Create in me a clean heart O God

And renew a right spirit within me

Cast me not away from thy presence

And take not thy holy spirit from me

Restore unto me the joy of thy salvation …

The strophe hypnotised him. His eyes could not see past it. His lips refused to form the antistrophe …

Joy was the missed experience in his life. He had known happiness, satisfaction, triumph; but joy, that strange upswelling of delight, that tingling near-ecstasy in which every sense was like a fiddle-string, making music under the master’s bow, joy had always eluded him. He had never had the chance to fall in love. He had deprived himself by a lifetime vow of the experience of bodily union with a woman. Even in his spiritual life, the agonies and exaltations of the mystics were beyond his reach. Catherine of Siena, Little Brother Francis, St John of the Cross, St Theresa of Avila, were alien to his mindset. The role models he chose were the great pragmatists, the orderers of events – Benedict, Ignatius of Loyola, Gregory the Great, Basil of Caesarea. His earliest spiritual director explained to him the degrees of meditative communion with God: the purgative, the illuminative, the unitive. Afterwards, he shook his head and patted his young disciple on the back and dismissed him: ‘But for you, Ludovico my boy, it’ll be the purgative way from beginning to end. Don’t fret yourself about it. You’re born to the plough. Just keep plodding, left right, left right, until God decides to lift you out of the furrow Himself. If He doesn’t, be grateful still. The joy of illumination, the wonder of the mystical marriage with God, bring pain as well as ecstasy. You can’t have one without the other …’ It was strange that now, at sixty-eight, he felt suddenly so deprived and cheated. The remainder of the psalm echoed his sadness:

Uphold me with the presence of thy spirit

For thou desirest not sacrifice, else I would give it thee.

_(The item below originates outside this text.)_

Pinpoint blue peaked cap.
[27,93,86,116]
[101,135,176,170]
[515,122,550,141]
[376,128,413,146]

Thou hast no delight in burnt offerings

The Godly sacrifice is a troubled spirit

A broken and contrite heart thou wilt not despise …

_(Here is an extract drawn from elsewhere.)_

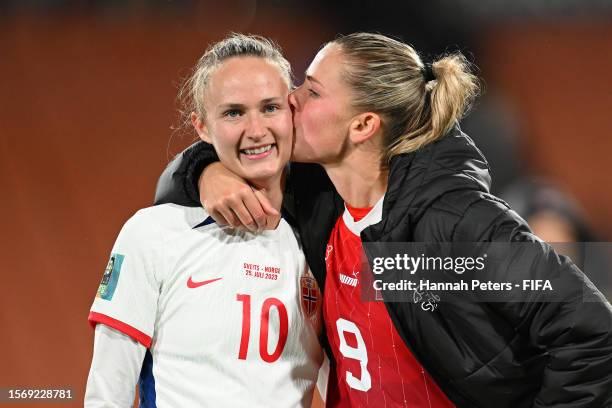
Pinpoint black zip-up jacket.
[156,127,612,408]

He had just finished the last prayer when Salviati walked in with a lean, shambling fellow in his late fifties, whom he introduced as Mr James Morrison of the Royal College of Surgeons in London. Morrison had a rumpled, comfortable look about him and a humorous, faintly mocking twinkle in his brown eyes. To the Pontiff’s surprise, he spoke passable Italian. He explained with a grin.

‘I have what you might call Italian connections. One of my ancestors led a train-band of Scots mercenaries in the service of Pius II. The Morrisons, who now call themselves Morrissone, manufacture expensive shoes in Varese.’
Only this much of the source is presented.